Germany's two-year yield, sensitive to interest rate expectations, rose more than 17 bps to -0.35% as traders ramped up bets on ECB rate hikes.

Germany's five-year bond yield turned positive for the first time since Feb 28, and 10-year yields rose as much as 10 bps to 0.30%, the highest since Feb 16.

Euro zone money markets moved to price in 45 bps of ECB hikes by December, versus 35 bps before the ECB decision and brought forward bets on a first, 10 basis-point hike to July, compared with September before the decision.

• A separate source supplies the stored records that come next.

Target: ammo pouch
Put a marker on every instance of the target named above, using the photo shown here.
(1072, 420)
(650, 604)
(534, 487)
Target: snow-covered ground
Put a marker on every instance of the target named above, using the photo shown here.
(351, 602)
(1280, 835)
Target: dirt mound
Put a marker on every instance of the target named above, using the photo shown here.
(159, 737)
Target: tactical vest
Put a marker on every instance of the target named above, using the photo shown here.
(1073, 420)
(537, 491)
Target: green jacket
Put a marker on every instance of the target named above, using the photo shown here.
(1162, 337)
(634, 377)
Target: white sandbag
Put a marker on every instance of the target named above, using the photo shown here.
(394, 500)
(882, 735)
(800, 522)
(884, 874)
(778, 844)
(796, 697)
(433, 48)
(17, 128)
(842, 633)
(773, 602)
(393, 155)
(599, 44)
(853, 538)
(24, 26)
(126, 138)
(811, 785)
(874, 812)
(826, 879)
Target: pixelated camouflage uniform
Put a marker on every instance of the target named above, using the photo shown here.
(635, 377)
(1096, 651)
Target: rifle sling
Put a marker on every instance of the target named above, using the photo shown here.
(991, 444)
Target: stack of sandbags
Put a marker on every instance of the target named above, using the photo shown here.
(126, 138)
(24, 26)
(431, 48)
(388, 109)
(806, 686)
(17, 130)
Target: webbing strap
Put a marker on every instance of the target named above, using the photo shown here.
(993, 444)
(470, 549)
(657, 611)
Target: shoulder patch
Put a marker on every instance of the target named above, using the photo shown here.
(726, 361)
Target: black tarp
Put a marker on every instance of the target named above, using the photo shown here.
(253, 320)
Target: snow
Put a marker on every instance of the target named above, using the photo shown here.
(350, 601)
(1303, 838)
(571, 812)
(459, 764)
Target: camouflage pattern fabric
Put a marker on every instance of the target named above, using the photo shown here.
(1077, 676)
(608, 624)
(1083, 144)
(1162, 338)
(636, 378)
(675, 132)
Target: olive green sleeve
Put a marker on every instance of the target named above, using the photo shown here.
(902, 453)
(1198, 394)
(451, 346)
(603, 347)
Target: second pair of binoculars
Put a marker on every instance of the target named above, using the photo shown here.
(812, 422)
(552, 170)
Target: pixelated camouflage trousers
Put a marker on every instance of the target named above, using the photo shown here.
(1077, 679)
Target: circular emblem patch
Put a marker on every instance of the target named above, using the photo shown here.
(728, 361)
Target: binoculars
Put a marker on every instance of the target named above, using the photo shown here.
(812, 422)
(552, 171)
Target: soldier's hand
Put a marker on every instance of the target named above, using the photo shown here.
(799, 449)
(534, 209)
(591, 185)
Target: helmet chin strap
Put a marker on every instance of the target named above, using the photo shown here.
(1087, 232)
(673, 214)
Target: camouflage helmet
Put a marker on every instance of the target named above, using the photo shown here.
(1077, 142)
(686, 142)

"The fact that tapering is proceeding apace is a sign that the bar is high for the ECB to put normalisation off," said Antoine Bouvet, senior rates strategist at ING, adding that ECB forecasts are consistent with the bank's policy rate rising to 0% next year from -0.50% currently.


The most eye-popping moves were in Italy, where two-year yields were last up 21 bps at 0.19%. They had been as low as -0.05% earlier on Thursday.

The closely-watched gap between Italian and German 10-year yields, effectively the risk premium on Italian debt, rose to as high as 162 bps from around 150 bps before the meeting.

"Rates are right to jump, and in particular in the periphery where the (spread) tightening seen since the start of the war in Ukraine was premised on delayed ECB normalisation," Bouvet said.

"This assumption has been proven wrong, we're back on a widening path."

A key market gauge of long-term euro zone inflation expectations dropped sharply after the decision, to as low as 2.05% from nearly 2.16% earlier on Thursday.

"For the time being (the ECB) are choosing to look through some of the uncertainty created by the war. The more immediate impact will be the rise on inflation and we could get inflation above 6%, which means the risks of entrenched inflation expectations," said Marchel Alexandrovich, European economist at Saltmarsh Economics.

The euro rebounded more than half a percent after the ECB statement, but slipped back. It was last down 0.5% at $1.10.

Euro zone stocks fell to fresh session lows following the ECB statement and were down 1.7%, while a gauge of the bloc's banking stocks was 2.25% lower.